設備上の問題が発生した場合でも、スタッフが誠実に話を聞き、できることを提案すれば、お客様が受ける印象は変わる可能性があります。
反対に、設備が整っていても、スタッフの対応が事務的だったり、不安を放置されたりすれば、ホテルへの信頼を損ねかねません。
一つひとつの接客は、ホテル全体の評価をつくる要素でもあります。
ホテル全体のサービス改善につながるため
お客様から寄せられた要望や不満には、サービスを改善するヒントが含まれています。
例えば、「館内の案内が分かりにくい」という声が繰り返し寄せられているのであれば、個別に説明するだけでなく、案内表示やチェックイン時の説明方法を見直す必要があるかもしれません。
一人のスタッフが気づいたことを部署内やほかの部門に共有すれば、同じ困りごとを抱えるお客様への対応にも活かせます。
お客様に寄り添う接客とは、その場で要望に応えることだけではありません。お客様の声をホテル全体の改善につなげることも、その一部といえるでしょう。
ホテルで顧客理解を深める5つの方法
お客様に寄り添うには、まず相手を理解する必要があります。
ただし、年齢や服装だけで決めつけたり、スタッフの想像だけで行動したりするのは適切ではありません。複数の情報を確認しながら、お客様が求めていることを慎重に考えましょう。
1.お客様の話を丁寧に聞く
顧客理解の基本は、お客様の話に耳を傾けることです。
話の途中で結論を決めつけず、まずは最後まで聞きましょう。適度に相づちを打ったり、お客様の言葉を繰り返したりすると、理解しようとしている姿勢も伝わります。

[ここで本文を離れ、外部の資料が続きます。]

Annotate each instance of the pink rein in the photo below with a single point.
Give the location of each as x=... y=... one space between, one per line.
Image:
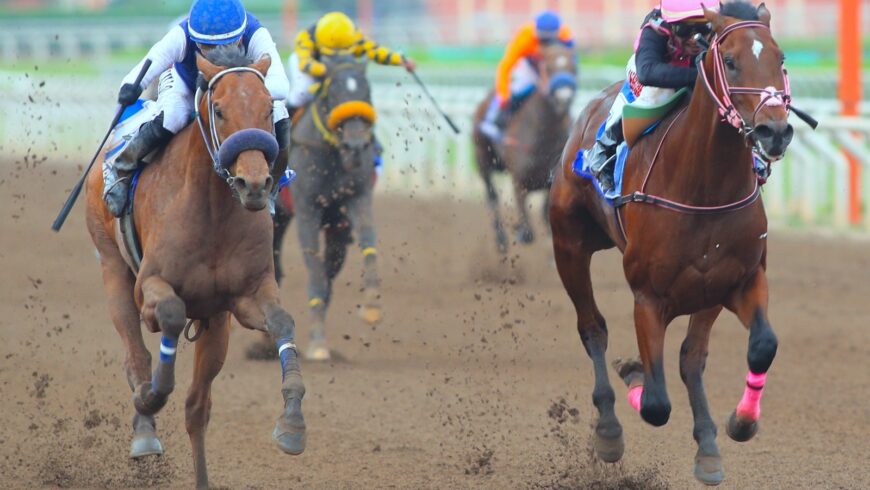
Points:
x=768 y=96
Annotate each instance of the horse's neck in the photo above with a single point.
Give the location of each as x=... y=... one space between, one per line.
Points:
x=714 y=158
x=201 y=187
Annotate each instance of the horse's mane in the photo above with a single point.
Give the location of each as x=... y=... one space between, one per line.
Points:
x=739 y=10
x=229 y=56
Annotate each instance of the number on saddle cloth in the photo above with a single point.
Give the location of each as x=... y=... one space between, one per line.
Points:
x=636 y=122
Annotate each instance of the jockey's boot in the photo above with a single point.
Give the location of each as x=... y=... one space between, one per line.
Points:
x=493 y=124
x=602 y=155
x=151 y=136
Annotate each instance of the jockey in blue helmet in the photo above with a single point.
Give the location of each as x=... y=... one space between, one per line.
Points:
x=210 y=23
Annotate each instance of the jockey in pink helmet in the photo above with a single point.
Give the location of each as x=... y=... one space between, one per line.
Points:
x=663 y=62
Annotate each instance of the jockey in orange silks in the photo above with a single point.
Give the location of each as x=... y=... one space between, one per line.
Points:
x=517 y=70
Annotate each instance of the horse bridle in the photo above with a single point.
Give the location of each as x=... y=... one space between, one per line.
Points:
x=768 y=96
x=224 y=153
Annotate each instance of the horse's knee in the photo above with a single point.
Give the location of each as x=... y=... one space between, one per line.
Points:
x=171 y=315
x=762 y=346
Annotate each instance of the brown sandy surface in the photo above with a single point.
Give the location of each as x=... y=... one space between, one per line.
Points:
x=475 y=379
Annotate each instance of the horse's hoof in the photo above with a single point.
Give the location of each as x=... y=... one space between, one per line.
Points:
x=145 y=444
x=740 y=430
x=317 y=351
x=609 y=450
x=708 y=470
x=290 y=441
x=371 y=314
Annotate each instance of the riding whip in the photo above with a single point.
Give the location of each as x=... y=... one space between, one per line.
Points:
x=437 y=107
x=74 y=195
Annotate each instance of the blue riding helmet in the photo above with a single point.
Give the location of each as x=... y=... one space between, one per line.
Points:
x=217 y=21
x=547 y=25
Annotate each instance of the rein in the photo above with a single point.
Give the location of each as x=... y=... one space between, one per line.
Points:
x=224 y=153
x=768 y=96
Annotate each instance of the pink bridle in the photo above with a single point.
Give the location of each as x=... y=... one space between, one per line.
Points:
x=769 y=96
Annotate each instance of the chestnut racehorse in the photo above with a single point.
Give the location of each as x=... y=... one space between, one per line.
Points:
x=207 y=254
x=693 y=231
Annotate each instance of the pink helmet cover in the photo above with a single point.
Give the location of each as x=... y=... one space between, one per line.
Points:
x=677 y=10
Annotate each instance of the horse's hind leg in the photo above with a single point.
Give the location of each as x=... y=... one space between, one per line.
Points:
x=693 y=358
x=209 y=356
x=492 y=202
x=118 y=281
x=523 y=228
x=573 y=255
x=163 y=308
x=309 y=221
x=264 y=313
x=362 y=218
x=750 y=305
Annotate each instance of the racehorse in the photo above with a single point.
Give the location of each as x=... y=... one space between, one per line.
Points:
x=332 y=151
x=206 y=254
x=693 y=232
x=532 y=140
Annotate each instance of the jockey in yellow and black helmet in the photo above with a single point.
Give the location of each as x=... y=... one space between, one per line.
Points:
x=334 y=33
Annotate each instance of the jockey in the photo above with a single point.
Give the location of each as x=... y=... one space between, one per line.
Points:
x=663 y=62
x=334 y=33
x=516 y=71
x=210 y=23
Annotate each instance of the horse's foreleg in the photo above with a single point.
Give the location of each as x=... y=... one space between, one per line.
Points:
x=523 y=228
x=309 y=220
x=264 y=313
x=655 y=407
x=163 y=308
x=492 y=202
x=119 y=287
x=572 y=262
x=209 y=356
x=693 y=357
x=750 y=306
x=362 y=216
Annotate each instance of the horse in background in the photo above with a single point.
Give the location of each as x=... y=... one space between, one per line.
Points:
x=700 y=248
x=205 y=231
x=533 y=139
x=333 y=152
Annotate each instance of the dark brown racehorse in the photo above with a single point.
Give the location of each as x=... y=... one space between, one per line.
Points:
x=693 y=238
x=532 y=140
x=207 y=255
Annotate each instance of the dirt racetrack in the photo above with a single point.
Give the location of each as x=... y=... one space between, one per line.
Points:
x=470 y=382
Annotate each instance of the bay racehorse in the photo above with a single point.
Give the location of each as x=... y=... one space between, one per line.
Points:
x=693 y=232
x=535 y=135
x=332 y=149
x=206 y=255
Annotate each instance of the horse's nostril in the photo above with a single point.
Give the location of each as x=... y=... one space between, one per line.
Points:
x=764 y=132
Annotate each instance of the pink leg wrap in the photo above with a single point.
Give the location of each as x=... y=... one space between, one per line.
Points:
x=634 y=397
x=750 y=405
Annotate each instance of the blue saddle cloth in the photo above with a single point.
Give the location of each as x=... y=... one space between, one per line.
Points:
x=581 y=167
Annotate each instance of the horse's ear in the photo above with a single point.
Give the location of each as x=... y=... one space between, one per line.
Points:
x=262 y=65
x=763 y=14
x=713 y=17
x=206 y=67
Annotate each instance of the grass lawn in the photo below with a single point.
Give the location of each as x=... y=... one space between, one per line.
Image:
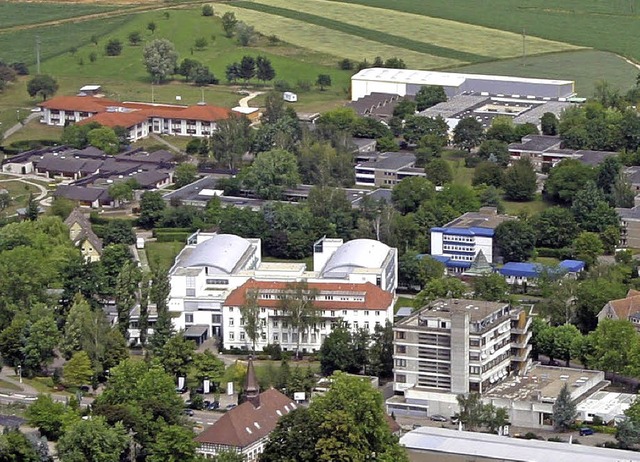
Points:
x=609 y=26
x=9 y=386
x=586 y=67
x=162 y=253
x=444 y=34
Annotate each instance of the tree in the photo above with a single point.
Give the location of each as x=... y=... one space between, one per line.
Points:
x=564 y=410
x=152 y=207
x=410 y=193
x=42 y=85
x=105 y=139
x=515 y=240
x=118 y=232
x=135 y=38
x=174 y=443
x=229 y=22
x=272 y=172
x=347 y=423
x=323 y=81
x=491 y=287
x=520 y=181
x=207 y=10
x=299 y=309
x=113 y=47
x=549 y=124
x=49 y=416
x=160 y=59
x=468 y=133
x=264 y=69
x=250 y=311
x=555 y=228
x=93 y=440
x=471 y=410
x=439 y=172
x=430 y=95
x=587 y=247
x=78 y=370
x=185 y=174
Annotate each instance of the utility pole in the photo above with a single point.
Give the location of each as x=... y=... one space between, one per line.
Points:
x=524 y=46
x=38 y=54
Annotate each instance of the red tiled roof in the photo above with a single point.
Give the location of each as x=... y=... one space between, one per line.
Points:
x=79 y=103
x=117 y=119
x=246 y=424
x=375 y=298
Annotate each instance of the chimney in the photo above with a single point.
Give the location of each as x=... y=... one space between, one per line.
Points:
x=251 y=386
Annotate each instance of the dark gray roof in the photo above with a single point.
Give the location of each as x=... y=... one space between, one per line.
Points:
x=391 y=161
x=594 y=158
x=536 y=143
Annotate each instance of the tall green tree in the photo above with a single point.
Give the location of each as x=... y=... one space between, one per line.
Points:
x=520 y=181
x=93 y=440
x=564 y=410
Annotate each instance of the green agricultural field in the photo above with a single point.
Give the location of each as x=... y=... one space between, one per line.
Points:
x=445 y=34
x=586 y=67
x=330 y=41
x=22 y=13
x=604 y=25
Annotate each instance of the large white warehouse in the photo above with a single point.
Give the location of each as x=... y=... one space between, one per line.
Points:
x=407 y=82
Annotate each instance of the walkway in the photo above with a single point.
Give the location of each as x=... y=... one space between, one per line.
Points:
x=244 y=102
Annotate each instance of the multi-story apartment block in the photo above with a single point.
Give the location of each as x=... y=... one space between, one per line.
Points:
x=359 y=306
x=460 y=346
x=457 y=243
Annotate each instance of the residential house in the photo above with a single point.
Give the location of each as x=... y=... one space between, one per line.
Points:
x=83 y=236
x=387 y=169
x=358 y=306
x=458 y=243
x=245 y=429
x=627 y=308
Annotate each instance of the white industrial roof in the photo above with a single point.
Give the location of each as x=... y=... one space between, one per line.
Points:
x=359 y=253
x=445 y=79
x=504 y=448
x=222 y=252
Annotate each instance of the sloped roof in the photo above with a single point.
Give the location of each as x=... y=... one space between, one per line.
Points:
x=374 y=297
x=246 y=424
x=359 y=253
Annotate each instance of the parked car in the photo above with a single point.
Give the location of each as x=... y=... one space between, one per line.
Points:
x=586 y=431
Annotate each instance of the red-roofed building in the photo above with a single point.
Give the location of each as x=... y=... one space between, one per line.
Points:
x=245 y=429
x=140 y=119
x=359 y=305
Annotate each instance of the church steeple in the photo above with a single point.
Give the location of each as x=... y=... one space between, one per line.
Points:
x=251 y=386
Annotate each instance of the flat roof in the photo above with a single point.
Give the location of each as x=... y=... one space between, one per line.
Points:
x=446 y=441
x=543 y=382
x=448 y=79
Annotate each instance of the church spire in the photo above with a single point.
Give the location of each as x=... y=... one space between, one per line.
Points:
x=251 y=386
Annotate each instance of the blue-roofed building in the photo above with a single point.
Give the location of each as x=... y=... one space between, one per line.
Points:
x=457 y=243
x=528 y=273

要望が曖昧な場合は、答えを限定しすぎない質問を使うのも効果的です。
例えば、周辺の飲食店について聞かれた際に、すぐ特定の店舗を案内するのではなく、次のように確認します。
- どのようなお料理をご希望ですか
- ご予算はどのくらいでしょうか
- お子様もご一緒に利用されますか
- 徒歩で行ける範囲をご希望ですか
- 静かなお店とにぎやかなお店では、どちらがお好みですか
簡単な質問を重ねることで、お客様の希望に近い提案をしやすくなります。
2.表情や行動、周囲の状況を観察する
お客様が口にする言葉は、気持ちや要望の一部に過ぎません。次のような部分にも、ニーズを理解するヒントがあります。
- 表情や声の調子
- 荷物の量
- 歩く速さ
- 服装
- 同行者との関係
- 子どもや高齢者の様子
- 周囲を見回しているか
- 急いでいる様子があるか
例えば、時計を何度も確認しているお客様は、予定が迫っている可能性があります。チェックインの説明を簡潔にしたり、交通手段を案内したりすると喜ばれるかもしれません。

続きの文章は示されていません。